Unicode support for word boundary `\b`

gondalez commented 6 years ago

Is it possible to extend the unicode support to the word boundary anchor?

For example the russian sentence cannot be split:

"hello there this is a test".split(XRegExp('\\b', 'A'))
(11) ["hello", " ", "there", " ", "this", " ", "is", " ", "a", " ", "test"]

"Сняли не первый раз изначальную и конечную сумму и начальную не вернули !!!".split(XRegExp('\\b', 'A'))
["Сняли не первый раз изначальную и конечную сумму и начальную не вернули !!!"]

^ note the split has no effect on russian

The equivalent and desired behaviour in ruby, for example:

irb(main):001:0> "hello there this is a test".split(/\b/)
[
  "hello",
  " ",
  "there",
  " ",
  "this",
  " ",
  "is",
  " ",
  "a",
  " ",
  "test"
]
irb(main):002:0> "Сняли не первый раз изначальную и конечную сумму и начальную не вернули !!!".split(/\b/)
[
  "Сняли",
  " ",
  "не",
  " ",
  "первый",
  " ",
  "раз",
  " ",
  "изначальную",
  " ",
  "и",
  " ",
  "конечную",
  " ",
  "сумму",
  " ",
  "и",
  " ",
  "начальную",
  " ",
  "не",
  " ",
  "вернули",
  " !!!"
]

slevithan commented 6 years ago

Unfortunately, emulating Unicode word boundaries would require native lookbehind support, which is only just being added to the JS spec in EcmaScript 2018. When support spreads to all modern browsers, it will be possible to take this on.

gondalez commented 6 years ago

No problem, thanks for the explanation @slevithan 👍

gausie commented 3 years ago

@slevithan can this be implemented now? Is this already available?

slevithan commented 3 years ago

Yes, this is possible now in ES2018 environments.

But first you need to define what a Unicode word character is. I'll use the rough approximation \p{L}\p{M}*, which matches any Unicode letter followed by any number of Unicode combining marks.

That leads to the following way to emulate a Unicode-aware word boundary (\b):

(?:(?<=\p{L}\p{M}*)(?!\p{L}\p{M}*)|(?<!\p{L}\p{M}*)(?=\p{L}\p{M}*))

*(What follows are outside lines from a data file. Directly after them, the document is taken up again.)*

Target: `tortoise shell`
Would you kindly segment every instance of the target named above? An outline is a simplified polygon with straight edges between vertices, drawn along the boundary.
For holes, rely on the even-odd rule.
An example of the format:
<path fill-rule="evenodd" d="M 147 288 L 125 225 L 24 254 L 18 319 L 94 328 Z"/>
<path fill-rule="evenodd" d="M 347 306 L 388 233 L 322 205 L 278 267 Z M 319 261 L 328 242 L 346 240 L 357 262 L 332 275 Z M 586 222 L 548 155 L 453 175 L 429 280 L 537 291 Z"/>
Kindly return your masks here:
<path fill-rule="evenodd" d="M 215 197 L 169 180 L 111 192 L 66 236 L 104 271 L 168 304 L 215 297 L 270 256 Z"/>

Or breaking it down with XRegExp-style free spacing and comments to explain it:

# Either:
(?:
  # The position is preceded by a Unicode word character
  (?<= \p{L}\p{M}* )
  # And the same position is not followed by a Unicode word character
  (?!  \p{L}\p{M}* )
# Or:
|
  # The position is not preceded by a Unicode word character
  (?<! \p{L}\p{M}* )
  # And the same position is followed by a Unicode word character
  (?=  \p{L}\p{M}* )
)

And here's how to emulate a Unicode-aware non-word-boundary (\B):

(?:(?<=\p{L}\p{M}*)(?=\p{L}\p{M}*)|(?<!\p{L}\p{M}*)(?!\p{L}\p{M}*))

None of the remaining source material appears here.